Supporting repo for Comparing Humans and Models on a Similar Scale: Towards Cognitive Gender Bias Evaluation in Coreference Resolution.
CogSci 2023
First, install all packages used in this repository:
pip install -r requirements.txt
Tested on python 3.7.
From jsonl raw results file to a list of correct and incorrect sentence ids:
python analyze_models/generate_result_ids_lists.py --out_path --out_path experiment_results/processed/models_eval.json --model_name s2e --model_name SpanBERT
Generate QA results table from humans raw csv results.
BUG:
python analysis_scripts/QA/generate_human_results_table.py --dataset BUG --out_path experiment_results/processed/humans/QA/BUG
Wino:
python analysis_scripts/QA/generate_human_results_table.py --dataset wino --out_path experiment_results/processed/humans/QA/wino
Generate plots from humans raw results over the MAZE task.
BUG:
python analysis_scripts/MAZE/BUG_plots.py --out_path experiment_results/processed/humans/MAZE/BUG
Wino:
python analysis_scripts/MAZE/wino_plots.py --out_path experiment_results/processed/humans/MAZE/wino
DELTA plots (difference between pro and anti stereotype for both datasets):
python analysis_scripts/MAZE/delta_plots.py --results_dir experiment_results/processed/humans/MAZE
Generate a combined table results:
python analysis_scripts/QA/generate_combined_results.py --models_path experiment_results/processed/models/eval.json --humans_path experiment_results/processed/humans/QA/ --out experiment_results/processed/final/QA_combined_table.md
Plot the results on a graph:
python analysis_scripts/QA/plot_results.py --in_results_md experiment_results/processed/QA_combined_table.md --out experiment_results/processed/QA_plot.png
Qualitative analysis:
python analysis_scripts/QA/qualitative_analysis.py --models_path experiment_results/processed/models/eval.json --humans_path experiment_results/processed/humans/QA --out experiment_results/processed/final
Generate a combined plot for humans and models, one for wino and one for BUG:
python analysis_scripts/MAZE/with_models_plot.py --human_results experiment_results/processed/humans/MAZE --models_path experiment_results/processed/models/eval.json --dataset wino --out experiment_results/processed/final
python analysis_scripts/MAZE/with_models_plot.py --human_results experiment_results/processed/humans/MAZE --models_path experiment_results/processed/models/eval.json --dataset BUG --out experiment_results/processed/final
analysis_scripts: This directory conatains all the code for analyzing and comparing human and model results.
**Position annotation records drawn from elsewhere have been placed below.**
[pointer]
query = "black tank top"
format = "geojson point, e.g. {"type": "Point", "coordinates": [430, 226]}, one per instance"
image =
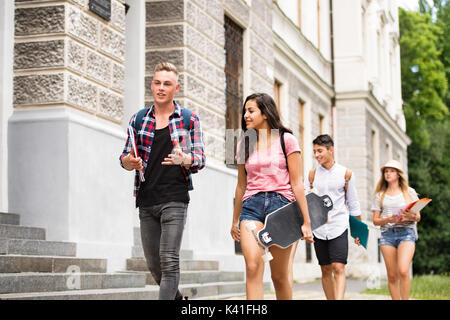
{"type": "Point", "coordinates": [163, 183]}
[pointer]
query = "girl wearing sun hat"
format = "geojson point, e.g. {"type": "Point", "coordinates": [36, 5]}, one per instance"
{"type": "Point", "coordinates": [398, 227]}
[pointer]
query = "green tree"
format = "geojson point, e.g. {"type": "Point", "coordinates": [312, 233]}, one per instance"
{"type": "Point", "coordinates": [424, 58]}
{"type": "Point", "coordinates": [424, 83]}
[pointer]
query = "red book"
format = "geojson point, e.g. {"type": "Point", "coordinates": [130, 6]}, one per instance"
{"type": "Point", "coordinates": [417, 205]}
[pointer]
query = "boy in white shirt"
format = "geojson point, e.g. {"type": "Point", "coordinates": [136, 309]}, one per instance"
{"type": "Point", "coordinates": [331, 239]}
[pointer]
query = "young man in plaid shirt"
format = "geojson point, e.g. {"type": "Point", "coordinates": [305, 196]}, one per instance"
{"type": "Point", "coordinates": [170, 148]}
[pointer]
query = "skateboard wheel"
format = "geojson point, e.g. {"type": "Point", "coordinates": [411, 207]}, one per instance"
{"type": "Point", "coordinates": [250, 226]}
{"type": "Point", "coordinates": [267, 257]}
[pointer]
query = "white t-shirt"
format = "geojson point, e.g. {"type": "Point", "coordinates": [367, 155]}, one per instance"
{"type": "Point", "coordinates": [331, 182]}
{"type": "Point", "coordinates": [391, 205]}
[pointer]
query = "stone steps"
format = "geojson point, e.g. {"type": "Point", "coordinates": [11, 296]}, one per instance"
{"type": "Point", "coordinates": [33, 268]}
{"type": "Point", "coordinates": [20, 232]}
{"type": "Point", "coordinates": [9, 218]}
{"type": "Point", "coordinates": [193, 291]}
{"type": "Point", "coordinates": [48, 282]}
{"type": "Point", "coordinates": [20, 263]}
{"type": "Point", "coordinates": [37, 247]}
{"type": "Point", "coordinates": [200, 277]}
{"type": "Point", "coordinates": [139, 264]}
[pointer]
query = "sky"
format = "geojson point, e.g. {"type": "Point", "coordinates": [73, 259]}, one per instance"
{"type": "Point", "coordinates": [409, 4]}
{"type": "Point", "coordinates": [412, 5]}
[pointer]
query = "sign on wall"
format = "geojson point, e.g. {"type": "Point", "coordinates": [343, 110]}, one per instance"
{"type": "Point", "coordinates": [101, 8]}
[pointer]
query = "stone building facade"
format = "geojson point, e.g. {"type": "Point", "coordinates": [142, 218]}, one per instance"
{"type": "Point", "coordinates": [73, 80]}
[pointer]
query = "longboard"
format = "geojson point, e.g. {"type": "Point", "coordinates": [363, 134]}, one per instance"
{"type": "Point", "coordinates": [282, 227]}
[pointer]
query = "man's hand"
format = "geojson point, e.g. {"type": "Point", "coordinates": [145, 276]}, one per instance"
{"type": "Point", "coordinates": [307, 233]}
{"type": "Point", "coordinates": [177, 157]}
{"type": "Point", "coordinates": [130, 162]}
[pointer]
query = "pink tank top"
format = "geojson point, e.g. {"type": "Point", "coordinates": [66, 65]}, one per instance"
{"type": "Point", "coordinates": [266, 170]}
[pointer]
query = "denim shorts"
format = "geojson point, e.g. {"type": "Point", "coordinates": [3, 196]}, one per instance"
{"type": "Point", "coordinates": [258, 206]}
{"type": "Point", "coordinates": [394, 236]}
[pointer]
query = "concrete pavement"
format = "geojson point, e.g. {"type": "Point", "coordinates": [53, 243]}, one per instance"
{"type": "Point", "coordinates": [313, 291]}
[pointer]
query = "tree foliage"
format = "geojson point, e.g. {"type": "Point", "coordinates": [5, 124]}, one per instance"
{"type": "Point", "coordinates": [425, 49]}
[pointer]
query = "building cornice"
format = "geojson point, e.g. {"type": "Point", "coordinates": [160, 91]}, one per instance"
{"type": "Point", "coordinates": [378, 112]}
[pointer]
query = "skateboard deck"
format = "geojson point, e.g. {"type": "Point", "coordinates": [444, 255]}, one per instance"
{"type": "Point", "coordinates": [283, 226]}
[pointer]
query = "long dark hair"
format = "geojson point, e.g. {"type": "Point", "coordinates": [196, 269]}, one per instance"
{"type": "Point", "coordinates": [268, 108]}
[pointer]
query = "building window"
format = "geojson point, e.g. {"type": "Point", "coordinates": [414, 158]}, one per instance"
{"type": "Point", "coordinates": [301, 131]}
{"type": "Point", "coordinates": [321, 124]}
{"type": "Point", "coordinates": [318, 24]}
{"type": "Point", "coordinates": [277, 94]}
{"type": "Point", "coordinates": [234, 92]}
{"type": "Point", "coordinates": [299, 13]}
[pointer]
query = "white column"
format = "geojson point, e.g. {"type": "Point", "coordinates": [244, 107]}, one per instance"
{"type": "Point", "coordinates": [6, 91]}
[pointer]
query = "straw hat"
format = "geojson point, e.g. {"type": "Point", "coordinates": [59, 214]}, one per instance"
{"type": "Point", "coordinates": [392, 164]}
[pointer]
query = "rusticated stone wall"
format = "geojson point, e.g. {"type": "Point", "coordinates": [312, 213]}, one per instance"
{"type": "Point", "coordinates": [65, 54]}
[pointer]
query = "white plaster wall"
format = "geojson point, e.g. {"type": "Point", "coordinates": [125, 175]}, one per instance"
{"type": "Point", "coordinates": [6, 91]}
{"type": "Point", "coordinates": [67, 179]}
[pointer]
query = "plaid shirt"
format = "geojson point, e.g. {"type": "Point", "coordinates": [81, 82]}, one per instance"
{"type": "Point", "coordinates": [146, 134]}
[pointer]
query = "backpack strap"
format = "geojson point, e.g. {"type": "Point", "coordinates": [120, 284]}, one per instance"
{"type": "Point", "coordinates": [311, 175]}
{"type": "Point", "coordinates": [139, 118]}
{"type": "Point", "coordinates": [348, 175]}
{"type": "Point", "coordinates": [283, 147]}
{"type": "Point", "coordinates": [186, 118]}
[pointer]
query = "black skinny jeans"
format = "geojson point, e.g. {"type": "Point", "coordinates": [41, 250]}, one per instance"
{"type": "Point", "coordinates": [162, 229]}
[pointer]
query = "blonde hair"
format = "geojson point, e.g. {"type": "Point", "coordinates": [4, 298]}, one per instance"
{"type": "Point", "coordinates": [382, 185]}
{"type": "Point", "coordinates": [166, 66]}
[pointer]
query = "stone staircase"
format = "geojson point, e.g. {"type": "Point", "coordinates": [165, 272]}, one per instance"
{"type": "Point", "coordinates": [34, 268]}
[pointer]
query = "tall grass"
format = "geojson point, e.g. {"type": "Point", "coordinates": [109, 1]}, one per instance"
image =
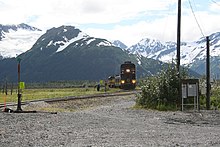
{"type": "Point", "coordinates": [37, 94]}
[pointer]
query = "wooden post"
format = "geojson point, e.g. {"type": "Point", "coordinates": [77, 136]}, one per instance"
{"type": "Point", "coordinates": [207, 75]}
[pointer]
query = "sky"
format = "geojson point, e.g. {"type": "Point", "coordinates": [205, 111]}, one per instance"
{"type": "Point", "coordinates": [126, 20]}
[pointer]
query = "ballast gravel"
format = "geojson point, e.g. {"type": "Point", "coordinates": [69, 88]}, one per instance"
{"type": "Point", "coordinates": [111, 122]}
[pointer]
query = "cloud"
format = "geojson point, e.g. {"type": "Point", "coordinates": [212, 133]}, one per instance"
{"type": "Point", "coordinates": [127, 20]}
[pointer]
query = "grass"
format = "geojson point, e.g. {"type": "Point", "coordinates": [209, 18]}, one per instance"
{"type": "Point", "coordinates": [37, 94]}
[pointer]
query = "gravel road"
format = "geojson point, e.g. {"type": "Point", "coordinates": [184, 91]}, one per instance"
{"type": "Point", "coordinates": [108, 122]}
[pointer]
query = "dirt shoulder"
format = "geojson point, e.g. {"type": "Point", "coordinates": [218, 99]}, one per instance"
{"type": "Point", "coordinates": [108, 122]}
experiment_results: Contains all the results. experiment_results/raw: raw results of the two human evaluation tasks, as well as models raw results. experiment_results/processed: results of all scripts from analysis_scripts.
original_data: The original datasets (winogender, winobias, gold BUG), as well as some metadata.
In order to use the above script to analyze a new coreference model, the following steps need to be maid
- Run your model over BUG and wino datasets.
- In order to run the model results processing script, you will need to generate a jsonl file for each dataset results. See format example here.
- Place your jsonl files (one for wino, one for BUG) under experiment_results/raw/models/.
- Run analyze_models/generate_result_ids_lists.py with the option "--model ", as well as all other necessary options as mentioned above.
- Run all the scripts from the 'Compare human and model results' part.